平和的声音被符咒变得瓮声瓮气,但仔细听还能分辨出是长生在说话。

应当是事先说过的话,问荇发现自己不能和长生交流。

长生先和他报了平安,随后又说起赵小鲤,以及当下寻找师兄的进展,并且神神叨叨将缘分未到,自己不能出面。

“综上……”

“咕。”

鸽子听着听着,感觉差不多要来了,默默蹦哒远离问荇,缩着脖子保护自己。

片刻后。

“问荇!!!!”

问荇被这一声吼得将符咒拿远了些。

“你要找我就找我,干嘛用些缺德法子寻我————”

长生斯文的声音变得愤怒、无奈,比刚才大了至少三倍,甚至有些歇斯底里。

“你知道我大晚上遇到个之前我帮过的,捧着自己头的女鬼敲我窗户告诉我问荇要找我,我打心底想的是什么吗?”
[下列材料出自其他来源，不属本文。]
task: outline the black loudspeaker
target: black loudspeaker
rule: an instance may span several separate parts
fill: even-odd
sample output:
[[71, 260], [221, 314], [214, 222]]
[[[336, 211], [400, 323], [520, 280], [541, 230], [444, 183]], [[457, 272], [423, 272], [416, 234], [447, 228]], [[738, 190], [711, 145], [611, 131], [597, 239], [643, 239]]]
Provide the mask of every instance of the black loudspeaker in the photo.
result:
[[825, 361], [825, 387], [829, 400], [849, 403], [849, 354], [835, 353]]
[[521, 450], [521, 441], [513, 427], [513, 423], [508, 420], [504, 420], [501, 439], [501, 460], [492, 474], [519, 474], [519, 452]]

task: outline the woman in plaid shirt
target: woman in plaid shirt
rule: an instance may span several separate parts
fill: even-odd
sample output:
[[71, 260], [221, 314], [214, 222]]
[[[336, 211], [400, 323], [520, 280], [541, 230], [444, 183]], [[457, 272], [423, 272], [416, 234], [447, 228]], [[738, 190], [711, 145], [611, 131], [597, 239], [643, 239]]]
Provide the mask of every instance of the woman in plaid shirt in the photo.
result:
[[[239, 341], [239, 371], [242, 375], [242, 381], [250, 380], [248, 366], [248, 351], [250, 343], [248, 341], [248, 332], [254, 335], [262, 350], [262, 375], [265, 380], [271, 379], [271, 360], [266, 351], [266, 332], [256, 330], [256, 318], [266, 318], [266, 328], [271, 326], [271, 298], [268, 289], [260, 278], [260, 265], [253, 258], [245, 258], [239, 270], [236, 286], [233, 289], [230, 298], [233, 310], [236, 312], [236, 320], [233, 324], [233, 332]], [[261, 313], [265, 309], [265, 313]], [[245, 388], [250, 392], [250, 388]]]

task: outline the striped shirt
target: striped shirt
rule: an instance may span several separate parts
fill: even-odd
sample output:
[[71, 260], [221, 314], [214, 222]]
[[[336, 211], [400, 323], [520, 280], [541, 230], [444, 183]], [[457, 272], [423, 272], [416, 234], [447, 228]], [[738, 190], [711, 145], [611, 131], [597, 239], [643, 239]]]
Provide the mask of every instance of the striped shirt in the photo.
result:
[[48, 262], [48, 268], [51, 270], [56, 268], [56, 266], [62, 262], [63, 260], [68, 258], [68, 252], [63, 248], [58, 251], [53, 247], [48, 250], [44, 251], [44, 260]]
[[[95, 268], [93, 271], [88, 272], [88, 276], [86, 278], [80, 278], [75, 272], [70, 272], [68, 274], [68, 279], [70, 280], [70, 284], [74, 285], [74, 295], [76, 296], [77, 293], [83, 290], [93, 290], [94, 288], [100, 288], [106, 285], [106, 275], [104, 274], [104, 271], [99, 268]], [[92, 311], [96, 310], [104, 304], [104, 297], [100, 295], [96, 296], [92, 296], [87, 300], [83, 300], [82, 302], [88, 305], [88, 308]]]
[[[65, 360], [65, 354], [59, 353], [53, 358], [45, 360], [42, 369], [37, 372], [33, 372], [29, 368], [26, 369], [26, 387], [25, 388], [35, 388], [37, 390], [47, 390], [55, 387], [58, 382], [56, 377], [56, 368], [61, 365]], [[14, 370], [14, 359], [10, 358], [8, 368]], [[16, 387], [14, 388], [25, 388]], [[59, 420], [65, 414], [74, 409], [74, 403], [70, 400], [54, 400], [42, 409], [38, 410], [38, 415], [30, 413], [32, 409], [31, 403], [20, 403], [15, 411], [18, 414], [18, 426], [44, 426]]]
道士咄咄逼人:“你别说你不知道这事,那鬼说是她相公的兄弟的妻子的舅舅的弟弟的夫郎的姑姑的弟弟的兄弟郑旺托她告诉我的!!!”长生咬牙切齿,“你哪里认识这么多奇怪的鬼。”

问荇沉默了。

他总算知道郑旺和进宝神秘兮兮,在干什么了。

作者有话要说:

郑旺:这就是人脉!

小问:乐,锅从天上来。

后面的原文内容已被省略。